Was it when you were fishing by the
What about when you saw in Jesus something radically holy and “other” and life-giving and you fell to your feet and confessed your sins (Lk 5:8)? Is this when you were converted?
Maybe it was the moment you knew Jesus was the Messiah. After all, you were the first disciple to come to this realization (Matt 16:16). Is this when you were converted?
Or was it only after Jesus had been raised from the dead that your conversion was complete? After all, you denied him three times. You insisted that it was wrong for Jesus to suffer. But after Jesus was raised, when you saw the scars, only then did you tell Jesus plainly, “you know that I love you” (John 21:7). Is this when you were converted?
Maybe not yet. After all, you were gathered with the other disciples at Pentecost, when the Spirit descended and empowered the Church for her mission. That was the day you gave your first sermon (Acts 2:38), and you were so bold that people thought you were drunk! Surely then your conversion was complete?

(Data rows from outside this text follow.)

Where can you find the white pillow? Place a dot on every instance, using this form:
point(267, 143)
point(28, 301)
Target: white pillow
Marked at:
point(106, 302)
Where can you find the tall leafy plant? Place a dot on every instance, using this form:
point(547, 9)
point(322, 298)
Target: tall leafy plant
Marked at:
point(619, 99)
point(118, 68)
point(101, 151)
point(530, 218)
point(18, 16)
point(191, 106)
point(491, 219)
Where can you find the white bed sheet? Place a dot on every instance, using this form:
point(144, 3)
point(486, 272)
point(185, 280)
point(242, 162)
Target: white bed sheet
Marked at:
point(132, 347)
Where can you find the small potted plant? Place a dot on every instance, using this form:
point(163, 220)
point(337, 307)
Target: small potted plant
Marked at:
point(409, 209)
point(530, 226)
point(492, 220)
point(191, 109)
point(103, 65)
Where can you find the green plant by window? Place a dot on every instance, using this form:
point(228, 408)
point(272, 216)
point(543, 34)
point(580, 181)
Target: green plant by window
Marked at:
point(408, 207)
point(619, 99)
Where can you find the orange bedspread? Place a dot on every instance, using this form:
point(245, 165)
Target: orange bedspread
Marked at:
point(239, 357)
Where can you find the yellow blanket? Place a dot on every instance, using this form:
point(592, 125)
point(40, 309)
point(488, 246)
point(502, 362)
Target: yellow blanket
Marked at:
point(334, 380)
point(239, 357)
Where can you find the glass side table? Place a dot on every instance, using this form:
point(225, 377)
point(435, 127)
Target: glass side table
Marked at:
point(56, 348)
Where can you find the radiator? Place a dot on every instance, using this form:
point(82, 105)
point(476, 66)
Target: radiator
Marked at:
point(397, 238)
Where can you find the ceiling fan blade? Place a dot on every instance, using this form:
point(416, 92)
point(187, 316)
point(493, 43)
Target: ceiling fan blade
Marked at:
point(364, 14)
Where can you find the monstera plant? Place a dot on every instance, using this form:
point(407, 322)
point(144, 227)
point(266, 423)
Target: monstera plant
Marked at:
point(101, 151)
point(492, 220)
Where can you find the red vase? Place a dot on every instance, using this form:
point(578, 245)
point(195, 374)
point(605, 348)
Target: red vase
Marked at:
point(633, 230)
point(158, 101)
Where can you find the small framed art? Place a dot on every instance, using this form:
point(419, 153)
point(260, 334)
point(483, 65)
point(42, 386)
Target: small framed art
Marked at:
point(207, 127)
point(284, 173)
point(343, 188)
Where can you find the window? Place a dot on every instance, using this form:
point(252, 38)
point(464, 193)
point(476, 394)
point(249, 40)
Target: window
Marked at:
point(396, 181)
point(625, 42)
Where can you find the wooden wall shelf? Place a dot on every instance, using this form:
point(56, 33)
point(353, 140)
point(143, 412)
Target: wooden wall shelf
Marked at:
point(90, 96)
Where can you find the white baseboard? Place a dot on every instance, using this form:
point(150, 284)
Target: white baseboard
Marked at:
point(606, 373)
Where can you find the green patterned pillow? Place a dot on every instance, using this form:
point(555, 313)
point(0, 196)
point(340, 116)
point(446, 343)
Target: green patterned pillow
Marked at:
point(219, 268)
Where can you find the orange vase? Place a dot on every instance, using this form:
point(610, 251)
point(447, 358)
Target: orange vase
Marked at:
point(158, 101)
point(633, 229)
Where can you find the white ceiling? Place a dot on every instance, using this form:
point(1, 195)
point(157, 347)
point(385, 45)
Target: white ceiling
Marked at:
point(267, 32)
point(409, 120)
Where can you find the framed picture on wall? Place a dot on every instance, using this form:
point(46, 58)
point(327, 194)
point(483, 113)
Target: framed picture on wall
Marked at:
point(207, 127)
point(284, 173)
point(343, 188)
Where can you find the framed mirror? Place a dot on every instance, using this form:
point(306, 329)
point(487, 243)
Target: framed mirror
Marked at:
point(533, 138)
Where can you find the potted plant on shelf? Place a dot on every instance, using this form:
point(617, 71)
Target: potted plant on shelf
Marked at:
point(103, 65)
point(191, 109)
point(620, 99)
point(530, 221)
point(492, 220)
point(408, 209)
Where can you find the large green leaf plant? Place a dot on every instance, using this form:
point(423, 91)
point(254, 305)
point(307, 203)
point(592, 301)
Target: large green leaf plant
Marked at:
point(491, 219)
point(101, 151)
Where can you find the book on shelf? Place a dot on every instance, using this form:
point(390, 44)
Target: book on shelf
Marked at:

Okay, enough with Peter. I don’t doubt that there are many important “markers” in our life with Jesus. But our conversion, which takes place as we learn to live in Jesus’ presence, is always a process. Conversion may have a beginning. Perhaps it begins when we finally decide to leave our nets. But most likely our conversion begins before we’re even aware that it has begun. After all, something had to be at work in Peter’s life for him to make the choice – on the spot – to leave his boat. And like all processes, our conversion has an end: “what we will be has not yet been revealed. What we do know is this: when Jesus is revealed, we will be like him, for we will see him as he is” (1 Jn 3:2). But in the meantime, we can rejoice in the knowledge that we are a work in progress – God’s work in progress. God has an eternity to convert us into whatever He wants us to be. Our Father is patient with us. Perhaps we should be patient with ourselves.
FOR TODAY: Conversion is more like a movement of life than a moment in time. Sure, we have some important moments – our baptism, for example, or the day that we say “I believe.” But until God is all in all, and God’s kingdom arrives on earth as it is in heaven, conversion is something that happens a little bit each day. And so allow God to work a small change in your character today. Over time, these changes can add up into something glorious.